General information
- Type: Homebuilt aircraft
- National origin: Colombia
- Manufacturer: Ibis Aircraft
- Status: Production completed

History
- Developed from: Ibis GS-700 Magic

= Ibis GS-730 Super Magic =

Colombian STOL homebuilt aircraft

The Ibis GS-730 Super Magic is a Colombian STOL homebuilt aircraft that was designed and produced by Ibis Aircraft of Cali, introduced in 2007. When it was available the aircraft was supplied as a complete ready-to-fly-aircraft or as a kit for amateur construction.

Production has been completed and as of 2011 the aircraft was no longer part of the company's product line.

==Design and development==
The GS-730 Super Magic is a development of the lighter Ibis GS-700 Magic and features a cantilever high-wing with a Robertson STOL kit, a two-seats-in-side-by-side configuration enclosed cabin with doors, fixed tricycle landing gear with wheel pants and a single engine in tractor configuration.

The GS-730 Super Magic is made from sheet aluminium "all-metal" construction, with the wing tips and cowling made from composite material. Its 8.92 m span wing employs a NACA 650-18m airfoil, mounts flaps and has a wing area of 12.4 m2. The main landing gear is strengthened and made from 7075-T6 aluminium, while the nose gear has lever suspension using rubber pucks and helical springs.

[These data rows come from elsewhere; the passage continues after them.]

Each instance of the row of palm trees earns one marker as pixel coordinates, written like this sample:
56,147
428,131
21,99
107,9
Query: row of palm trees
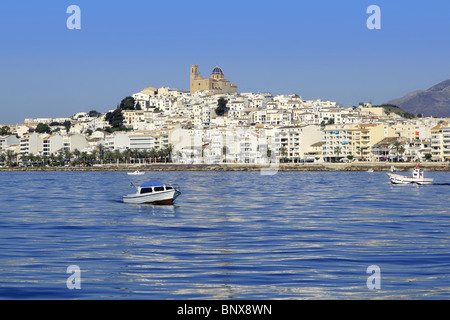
100,155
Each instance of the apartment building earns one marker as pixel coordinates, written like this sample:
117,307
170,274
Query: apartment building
336,142
440,142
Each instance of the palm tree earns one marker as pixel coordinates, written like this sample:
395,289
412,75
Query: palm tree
2,157
117,156
11,157
397,146
76,153
153,153
67,156
101,150
224,152
337,151
127,155
283,151
169,151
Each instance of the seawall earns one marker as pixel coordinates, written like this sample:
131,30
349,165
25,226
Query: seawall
358,166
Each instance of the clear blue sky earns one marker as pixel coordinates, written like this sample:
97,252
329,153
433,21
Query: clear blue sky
318,49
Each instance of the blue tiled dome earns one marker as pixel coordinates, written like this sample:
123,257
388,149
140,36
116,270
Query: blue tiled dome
217,70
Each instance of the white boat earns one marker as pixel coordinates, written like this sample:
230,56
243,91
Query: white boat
416,178
153,192
136,173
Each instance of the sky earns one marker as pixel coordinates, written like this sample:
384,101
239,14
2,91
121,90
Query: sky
316,49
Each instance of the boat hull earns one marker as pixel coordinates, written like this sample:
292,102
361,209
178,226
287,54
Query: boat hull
164,197
399,179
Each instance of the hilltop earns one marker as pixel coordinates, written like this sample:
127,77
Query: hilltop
434,101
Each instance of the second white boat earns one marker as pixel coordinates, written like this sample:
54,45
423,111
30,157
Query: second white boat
416,178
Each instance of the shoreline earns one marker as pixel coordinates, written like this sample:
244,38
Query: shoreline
401,166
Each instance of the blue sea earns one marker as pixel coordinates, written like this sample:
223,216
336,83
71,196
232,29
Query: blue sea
229,235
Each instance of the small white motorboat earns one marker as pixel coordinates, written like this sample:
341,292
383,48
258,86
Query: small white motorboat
136,173
153,192
416,178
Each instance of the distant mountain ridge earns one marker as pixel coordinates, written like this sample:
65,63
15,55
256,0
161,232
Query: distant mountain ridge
434,101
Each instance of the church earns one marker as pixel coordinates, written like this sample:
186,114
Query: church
216,82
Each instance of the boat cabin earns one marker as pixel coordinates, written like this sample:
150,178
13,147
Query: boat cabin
153,186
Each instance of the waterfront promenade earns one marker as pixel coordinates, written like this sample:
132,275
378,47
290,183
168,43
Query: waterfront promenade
355,166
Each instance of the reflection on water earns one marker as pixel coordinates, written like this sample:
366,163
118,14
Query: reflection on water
229,235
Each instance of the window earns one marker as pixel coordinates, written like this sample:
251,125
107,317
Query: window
146,190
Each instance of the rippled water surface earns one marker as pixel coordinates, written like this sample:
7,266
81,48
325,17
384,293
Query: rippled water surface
293,235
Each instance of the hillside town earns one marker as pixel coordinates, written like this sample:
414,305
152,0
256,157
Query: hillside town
213,123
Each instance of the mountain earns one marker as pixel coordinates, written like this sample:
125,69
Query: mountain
434,101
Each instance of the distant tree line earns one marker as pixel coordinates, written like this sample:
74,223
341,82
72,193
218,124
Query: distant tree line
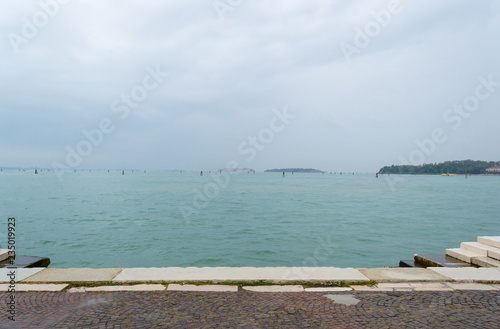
456,167
298,170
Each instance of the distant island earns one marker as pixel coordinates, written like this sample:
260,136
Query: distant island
297,170
460,167
248,170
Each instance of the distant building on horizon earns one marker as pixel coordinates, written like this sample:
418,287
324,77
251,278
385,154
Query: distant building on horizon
493,170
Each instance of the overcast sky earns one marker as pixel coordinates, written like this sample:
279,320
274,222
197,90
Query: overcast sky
333,85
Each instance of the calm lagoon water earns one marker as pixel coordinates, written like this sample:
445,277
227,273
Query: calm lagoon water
100,219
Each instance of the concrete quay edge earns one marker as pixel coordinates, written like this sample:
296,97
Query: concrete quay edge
251,275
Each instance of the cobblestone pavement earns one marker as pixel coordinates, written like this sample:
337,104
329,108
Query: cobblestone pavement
456,309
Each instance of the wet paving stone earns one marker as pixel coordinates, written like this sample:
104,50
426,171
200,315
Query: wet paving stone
244,309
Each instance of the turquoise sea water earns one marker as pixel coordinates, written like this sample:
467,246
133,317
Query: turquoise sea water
100,219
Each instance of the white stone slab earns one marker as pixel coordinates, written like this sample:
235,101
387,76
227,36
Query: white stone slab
402,274
368,288
138,287
220,274
493,241
274,288
469,273
471,286
21,287
20,273
476,247
4,254
208,287
431,286
483,249
485,262
462,254
327,289
401,285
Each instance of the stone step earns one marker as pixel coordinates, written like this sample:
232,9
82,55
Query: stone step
483,249
462,254
4,254
485,262
493,241
439,260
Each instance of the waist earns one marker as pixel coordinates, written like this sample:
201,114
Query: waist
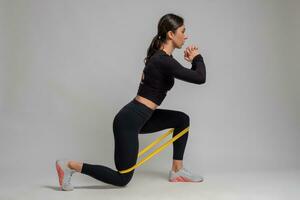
140,108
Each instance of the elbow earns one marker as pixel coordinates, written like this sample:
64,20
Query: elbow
202,80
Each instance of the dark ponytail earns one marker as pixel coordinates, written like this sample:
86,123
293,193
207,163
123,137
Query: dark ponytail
168,22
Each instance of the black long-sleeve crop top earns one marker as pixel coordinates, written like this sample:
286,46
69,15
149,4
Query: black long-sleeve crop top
160,71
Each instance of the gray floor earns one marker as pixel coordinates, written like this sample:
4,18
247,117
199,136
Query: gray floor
153,184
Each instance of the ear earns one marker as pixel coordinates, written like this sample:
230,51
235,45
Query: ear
170,34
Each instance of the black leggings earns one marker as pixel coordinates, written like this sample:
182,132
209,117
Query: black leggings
133,119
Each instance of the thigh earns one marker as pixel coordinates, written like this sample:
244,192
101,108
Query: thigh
163,119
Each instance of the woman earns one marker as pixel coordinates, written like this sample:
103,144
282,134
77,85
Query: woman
141,115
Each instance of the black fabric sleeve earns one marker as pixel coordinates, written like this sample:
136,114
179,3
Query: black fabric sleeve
197,73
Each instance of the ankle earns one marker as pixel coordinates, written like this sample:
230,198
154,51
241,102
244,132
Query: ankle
176,169
75,165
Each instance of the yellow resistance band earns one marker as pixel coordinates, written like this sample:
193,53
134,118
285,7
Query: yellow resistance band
158,149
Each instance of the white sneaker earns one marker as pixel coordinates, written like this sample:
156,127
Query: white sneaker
64,174
184,175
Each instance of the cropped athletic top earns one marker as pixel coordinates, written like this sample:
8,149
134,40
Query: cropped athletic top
160,71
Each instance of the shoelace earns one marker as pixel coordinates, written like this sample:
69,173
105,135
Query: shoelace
68,178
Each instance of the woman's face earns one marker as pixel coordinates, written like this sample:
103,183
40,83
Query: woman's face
179,37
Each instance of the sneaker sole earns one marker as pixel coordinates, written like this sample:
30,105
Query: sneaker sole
60,174
183,179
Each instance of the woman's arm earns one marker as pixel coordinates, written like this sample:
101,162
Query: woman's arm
197,73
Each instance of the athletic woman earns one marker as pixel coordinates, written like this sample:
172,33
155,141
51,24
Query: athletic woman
141,115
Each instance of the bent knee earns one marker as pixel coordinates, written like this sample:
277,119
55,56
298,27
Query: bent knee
184,119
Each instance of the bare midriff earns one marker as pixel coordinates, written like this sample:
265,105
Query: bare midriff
146,102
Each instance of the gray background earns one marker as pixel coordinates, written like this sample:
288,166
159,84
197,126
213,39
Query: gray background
67,67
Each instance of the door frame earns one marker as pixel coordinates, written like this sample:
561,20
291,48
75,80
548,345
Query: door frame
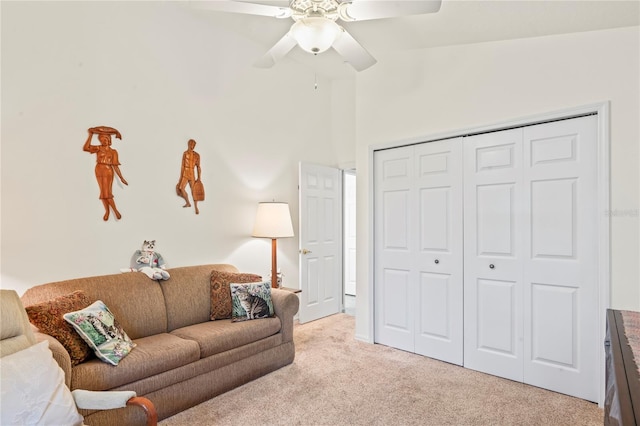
602,110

The main wheels include hydraulic disc brakes. Fuel tank capacity is 55 kg or optionally 82 kg or optionally a maximum of 104 kg.

The aircraft has a typical empty weight of 320 kg and a gross weight of 569 kg, giving a useful load of 249 kg. With maximum full fuel of 104 kg the payload for pilot, passenger and baggage is 145 kg.

The standard day, sea level, no wind, take off is 80 m and the landing roll is 100 m.